ABSTRACT
Chronic
kidney disease is a predominant and possibly rising disease across sub-Saharan
Africa with threats that comprises both communicable and non-communicable
diseases. About 20 per cent of deaths in Nigerian Hospitals are linked to
kidney disease. Approximately about 50 per cent of patients do not recognize
the origin of their kidney disease, because it was reported late in the
hospital for treatment. The burden of CKD, in terms of human suffering and
financial costs, is blowing up as we move through the years of the 21st
century, making it a major public health concern. The general objective was to
assess the awareness, attitude and perception of Ilishan-Remo community members
on chronic kidney disease.
This
research was a cross-sectional survey which was carried out among 407 members
of Ilishan remo community, Ogun state,
Nigeria. A semi-structured instrument (questionnaire) was used for data
collection. The instrument had various sections based on the conceptual
framework used for the study. Data collected were analyzed using Statistical
Package for Social Science (SPSS) version 21 with levels of significance set at
0.05.
There were 204 (50.1%) male and 203
(49.8%) female participants with a mean age of 29.14 ± 12.97. Overall, level of
awareness of respondents on chronic kidney disease was given at 3.54 ± 1.39
(50.57%) indicating an average level which is deemed not enough. Overall,
respondents’ attitude to chronic disease was good at 58.13% (8.72 ± 2.79).
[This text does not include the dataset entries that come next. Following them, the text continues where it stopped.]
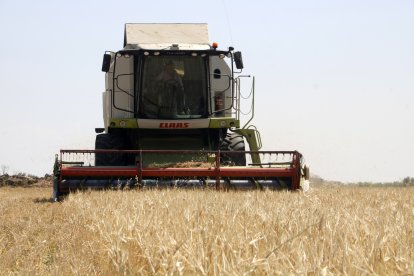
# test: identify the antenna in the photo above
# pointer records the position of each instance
(228, 21)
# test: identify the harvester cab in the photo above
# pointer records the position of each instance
(171, 112)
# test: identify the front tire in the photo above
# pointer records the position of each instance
(108, 141)
(233, 142)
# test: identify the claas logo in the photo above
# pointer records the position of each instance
(174, 125)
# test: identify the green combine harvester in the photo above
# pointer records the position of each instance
(171, 112)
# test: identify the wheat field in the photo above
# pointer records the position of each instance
(328, 230)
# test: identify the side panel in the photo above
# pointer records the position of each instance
(220, 86)
(120, 90)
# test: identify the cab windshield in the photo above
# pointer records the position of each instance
(173, 87)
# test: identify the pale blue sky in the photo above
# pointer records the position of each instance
(334, 79)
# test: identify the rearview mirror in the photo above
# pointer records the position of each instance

Overall perceived susceptibility of respondents to chronic kidney disease was
determined to be low (8.64 ± 3.56) at 48% indicating respondents do not see
themselves at risk of getting chronic kidney disease. Overall, respondents’
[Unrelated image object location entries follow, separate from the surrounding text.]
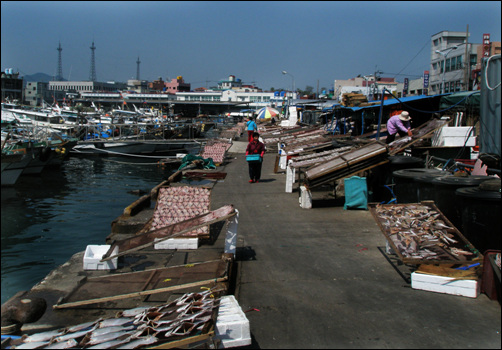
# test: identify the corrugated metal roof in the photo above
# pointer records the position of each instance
(396, 101)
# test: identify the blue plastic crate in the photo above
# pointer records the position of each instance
(356, 193)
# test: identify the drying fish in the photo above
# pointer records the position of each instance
(82, 326)
(63, 345)
(101, 331)
(32, 345)
(140, 342)
(111, 344)
(457, 251)
(74, 335)
(131, 312)
(115, 322)
(106, 337)
(418, 232)
(44, 336)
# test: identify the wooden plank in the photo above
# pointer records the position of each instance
(463, 242)
(423, 131)
(184, 342)
(146, 239)
(141, 293)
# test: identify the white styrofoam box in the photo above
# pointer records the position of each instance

perceived severity of chronic kidney disease was good at 67.07% (10.06 ± 3.10).
Overall perceived susceptibility of respondents to chronic kidney disease was
determined to be low (8.64 ± 3.56) at 48% indicating respondents do not see
themselves at risk of getting chronic kidney disease Overall perceived benefit
of adopting chronic kidney disease-risk reduction lifestyle by respondents was
good at 63.24% (13.28 ± 3.18), Overall, respondents’ perceived barrier to
adopting chronic kidney disease-risk reduction lifestyle was given at above
average at 55.58% (6.67 ± 2.76) indicating that difficulty in accessing care
was not as pronounced, however, there is room for improvement.
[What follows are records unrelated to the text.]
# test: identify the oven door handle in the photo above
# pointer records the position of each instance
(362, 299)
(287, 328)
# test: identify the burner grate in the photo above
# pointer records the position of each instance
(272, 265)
Findings from this study indicated that
awareness level of respondents on chronic kidney disease was average, Findings
also suggested that attitude of respondents towards chronic was fairly
positive. Also, it was found that respondents’ perceived susceptibility was
low. In summary, this study showed that intervention towards increasing
awareness needs to be focused more; relevant bodies need to
organize and design an awareness program on chronic kidney disease, using all
forms of media aimed at individuals with low education as findings from the
study showed that individuals with lower education had low level of awareness.
CHAPTER
ONE
INTRODUCTION
1.1
Background to the
Study
In
most developed countries, chronic diseases like diabetes and hypertension are
presenting high rate of prevalence, posing significant burdens on those who are
diagnosed, and making increase in the costs of healthcare systems. Chronic
kidney disease is said to be exhibiting similar trends as diabetes and
hypertension, though it is not well known like diabetes and hypertension
(Arogundade & Barsoum, 2008). Chronic kidney disease (CKD) is a permanent
and progressive damage of kidney function, which results in the weakening and
worsening of renal function or end-stage renal disease (ESRD). ESRD represents
the end of the continuum of CKD. It is an overwhelming medical, social and
economic problem for the patients, their families, and the country as a whole
(Olugbenga, Ayodele, & Olutayo, 2010). No fewer than 24 million Nigerians
are suffering from Chronic Kidney Disease which represents 14.2 per cent of the
populace; also one in every seven individual in Nigeria has a degree of Chronic
Kidney Disease or the other (Effa, 2016). About 20 per cent of deaths in
Nigerian Hospitals are linked to kidney disease. Approximately about 50 per
cent of patients do not recognize the origin of their kidney disease for the
reason that it was reported late in the hospital for treatment (Oluseyi,
Ayodeji, Enajite, Oladimeji & Ifedayo, 2016). The increase in the
prevalence of CKD in developed and developing countries has occasioned a
transformed interest in global CKD prevention because it is now considered a
threat (Arogundade & Barsoum, 2008).
It is vital to identify and detect the disease early, though, for
developing countries, if detected early is very important to deter mortality,
because the bulk of the victims cannot afford the charges of management and
treatment at the last stage of the disease.
Kidney
disease can occur at any age and can affect any races and studies have revealed
that African, Americans, Hispanics, American Indians and those from South Asian
origin (those from India, Bangladesh, Sri Lanka or Pakistan) are at a greater
risk of coming down with CKD. This threat is owed to high rates of diabetes and
high blood pressure in these populations (Couser, Remuzzi, Mendis, &
Tonelli, 2011). blood test and urine test are adequate to detect CKD and if
still at early stage, low cost management and treatments can slow the
development of the disease, decrease the possibility of heart attacks and
strokes and thereafter improving the quality of life (World Kidney Day: Chronic
Kidney Disease; 2015)
Significantly
CKD has a strong influence on morbidity and fatal outcomes. Chronic kidney
disease was ranked 27th in the list of causes of total number of
deaths worldwide in 1990, but later rose to 18th in 2010 according
to the global burden of disease study. (Jha, Garcia-Garcia, & Iseki, 2013).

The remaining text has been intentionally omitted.